Advanced imaging (MRI, CT, X-ray), pathology, and nuclear medicine. Community outreach programs for cancer prevention and early detection. Palliative Care Support for patients with advanced cancer to improve quality of life.

== Administration and Governance ==
CNCI operates as an autonomous body under the Ministry of Health and Family Welfare, Government of India, with a governing body chaired by the Union Minister of Health and Family Welfare.
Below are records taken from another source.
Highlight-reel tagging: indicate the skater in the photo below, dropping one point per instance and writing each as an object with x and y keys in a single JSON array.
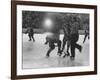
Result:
[
  {"x": 52, "y": 40},
  {"x": 74, "y": 38},
  {"x": 30, "y": 34},
  {"x": 66, "y": 38},
  {"x": 86, "y": 33}
]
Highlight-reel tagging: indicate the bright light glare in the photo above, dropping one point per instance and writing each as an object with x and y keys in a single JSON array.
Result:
[{"x": 48, "y": 23}]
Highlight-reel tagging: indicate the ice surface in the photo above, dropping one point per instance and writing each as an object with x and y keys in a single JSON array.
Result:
[{"x": 34, "y": 54}]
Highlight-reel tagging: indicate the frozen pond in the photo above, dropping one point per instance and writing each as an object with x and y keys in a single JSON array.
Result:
[{"x": 34, "y": 54}]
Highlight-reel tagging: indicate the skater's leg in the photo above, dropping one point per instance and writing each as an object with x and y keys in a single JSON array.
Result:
[
  {"x": 79, "y": 47},
  {"x": 51, "y": 47},
  {"x": 64, "y": 43},
  {"x": 85, "y": 38},
  {"x": 68, "y": 45},
  {"x": 72, "y": 51},
  {"x": 29, "y": 37},
  {"x": 59, "y": 47},
  {"x": 33, "y": 37}
]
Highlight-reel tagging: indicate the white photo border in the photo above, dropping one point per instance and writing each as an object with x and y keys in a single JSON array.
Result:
[{"x": 21, "y": 71}]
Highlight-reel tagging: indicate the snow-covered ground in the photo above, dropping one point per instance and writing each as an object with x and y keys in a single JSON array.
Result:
[{"x": 34, "y": 54}]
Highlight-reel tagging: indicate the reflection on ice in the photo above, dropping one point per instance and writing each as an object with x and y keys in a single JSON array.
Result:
[{"x": 34, "y": 54}]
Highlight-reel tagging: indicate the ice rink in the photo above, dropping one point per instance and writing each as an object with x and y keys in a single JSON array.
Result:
[{"x": 34, "y": 54}]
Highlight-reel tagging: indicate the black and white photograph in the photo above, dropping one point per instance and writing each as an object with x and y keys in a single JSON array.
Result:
[{"x": 53, "y": 40}]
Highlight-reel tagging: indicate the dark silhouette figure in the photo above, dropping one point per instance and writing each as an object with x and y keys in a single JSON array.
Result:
[
  {"x": 30, "y": 34},
  {"x": 86, "y": 35},
  {"x": 66, "y": 38},
  {"x": 74, "y": 39}
]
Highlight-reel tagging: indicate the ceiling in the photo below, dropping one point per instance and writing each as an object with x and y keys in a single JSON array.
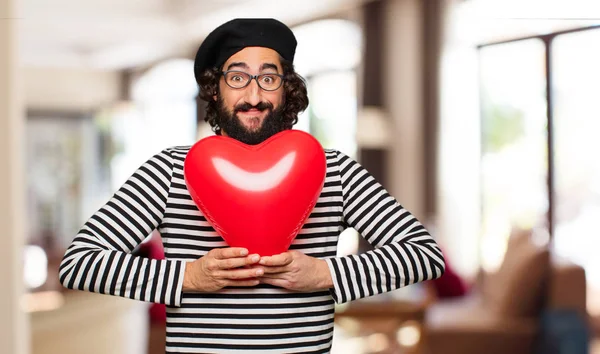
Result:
[{"x": 119, "y": 34}]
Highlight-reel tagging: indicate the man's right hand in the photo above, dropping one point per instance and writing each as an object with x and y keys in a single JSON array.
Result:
[{"x": 219, "y": 268}]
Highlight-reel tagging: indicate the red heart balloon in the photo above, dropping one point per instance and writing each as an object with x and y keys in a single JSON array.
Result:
[{"x": 257, "y": 196}]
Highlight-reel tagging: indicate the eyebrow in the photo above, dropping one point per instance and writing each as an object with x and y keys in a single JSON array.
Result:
[{"x": 243, "y": 65}]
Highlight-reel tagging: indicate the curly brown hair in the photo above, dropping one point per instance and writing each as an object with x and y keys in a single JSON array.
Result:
[{"x": 295, "y": 99}]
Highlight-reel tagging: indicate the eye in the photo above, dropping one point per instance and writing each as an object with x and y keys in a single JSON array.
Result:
[{"x": 269, "y": 79}]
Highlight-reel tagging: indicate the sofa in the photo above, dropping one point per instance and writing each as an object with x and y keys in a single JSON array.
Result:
[{"x": 502, "y": 314}]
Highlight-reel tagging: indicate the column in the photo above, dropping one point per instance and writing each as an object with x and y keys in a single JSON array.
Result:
[{"x": 14, "y": 332}]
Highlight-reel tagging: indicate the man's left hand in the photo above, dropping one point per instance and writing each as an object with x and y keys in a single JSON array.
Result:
[{"x": 294, "y": 270}]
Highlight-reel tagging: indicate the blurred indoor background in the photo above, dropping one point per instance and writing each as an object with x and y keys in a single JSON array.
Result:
[{"x": 480, "y": 116}]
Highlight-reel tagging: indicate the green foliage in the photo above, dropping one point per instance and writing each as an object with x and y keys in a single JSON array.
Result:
[{"x": 502, "y": 125}]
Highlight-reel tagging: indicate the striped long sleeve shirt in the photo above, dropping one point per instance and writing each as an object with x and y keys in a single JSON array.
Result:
[{"x": 255, "y": 319}]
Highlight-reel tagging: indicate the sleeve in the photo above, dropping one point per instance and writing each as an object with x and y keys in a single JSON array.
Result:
[
  {"x": 99, "y": 257},
  {"x": 404, "y": 251}
]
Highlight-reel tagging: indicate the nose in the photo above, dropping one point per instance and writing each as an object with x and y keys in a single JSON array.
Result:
[{"x": 253, "y": 93}]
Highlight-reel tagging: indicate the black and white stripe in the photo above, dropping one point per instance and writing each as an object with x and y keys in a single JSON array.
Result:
[{"x": 263, "y": 318}]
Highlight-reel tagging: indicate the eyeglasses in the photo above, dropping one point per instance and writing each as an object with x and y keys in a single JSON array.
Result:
[{"x": 240, "y": 79}]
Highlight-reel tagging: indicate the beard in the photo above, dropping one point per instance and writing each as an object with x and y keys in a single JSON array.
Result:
[{"x": 232, "y": 124}]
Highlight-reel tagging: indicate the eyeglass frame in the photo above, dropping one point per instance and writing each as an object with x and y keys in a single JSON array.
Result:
[{"x": 253, "y": 77}]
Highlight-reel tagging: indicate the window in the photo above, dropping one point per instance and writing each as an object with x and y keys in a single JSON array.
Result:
[
  {"x": 540, "y": 167},
  {"x": 514, "y": 165},
  {"x": 328, "y": 56}
]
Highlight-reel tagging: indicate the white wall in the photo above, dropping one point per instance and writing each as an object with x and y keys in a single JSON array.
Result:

The Minister of Health and Family Welfare, Government of West Bengal, serves as the alternate chairman.

== Education & training ==
CNCI is a leading institution for oncology education, offering a variety of accredited courses under affiliations with the West Bengal University of Health Sciences (WBUHS), National Board of Examinations in Medical Sciences (NBEMS), and Jadavpur University.

=== Postgraduate Courses ===
MD in Lab Medicine and Radiation Oncology (recognized by the National Medical Commission, started in 2022).
DNB (Diplomate of National Board) in Head & Neck Oncology, Pathology, and Gynecological Oncology.

=== Super-Specialty Courses ===
M.Ch in Surgical Oncology (started in 2022).
Post-Doctoral Fellowship in Onco-Anesthesia.

=== Diploma and Certificate Courses ===
Post M.Sc. Diploma in Medical Physics (in collaboration with Jadavpur University, started in 2022).
Diploma in Radiological Technology and Radio Diagnosis. Post Basic Diploma in Oncology Nursing.

=== Admission ===
Admissions to MD, MS, and super-specialty courses are based on NEET PG and NEET SS scores, with counseling conducted by the Medical Counselling Committee (MCC) and West Bengal state authorities.
The institute has a total seat intake of seven for its MD, M.Ch, and Ph.D. programs, focusing on quality education in medicine and health sciences.

=== Academic Units ===

Departments of CNCI Kolkata
| * Anesthesiology and Critical care * Medical oncology * Laboratory medicine | * Head & Neck Oncology * Gynaecological Oncology * Radiation Oncology | * Surgical oncology * Hemato-Oncology * Radio-Diagnosis | * Medical physics * Cancer research * Pathology |

== Recognition and Achievements ==
First Stereotactic Radiosurgery in a Government Hospital Performed in February 2023, this procedure marked a historic achievement for West Bengal's public healthcare system.

CNCI's research on Immunotherapy screening and nanotechnology has gained national and international recognition.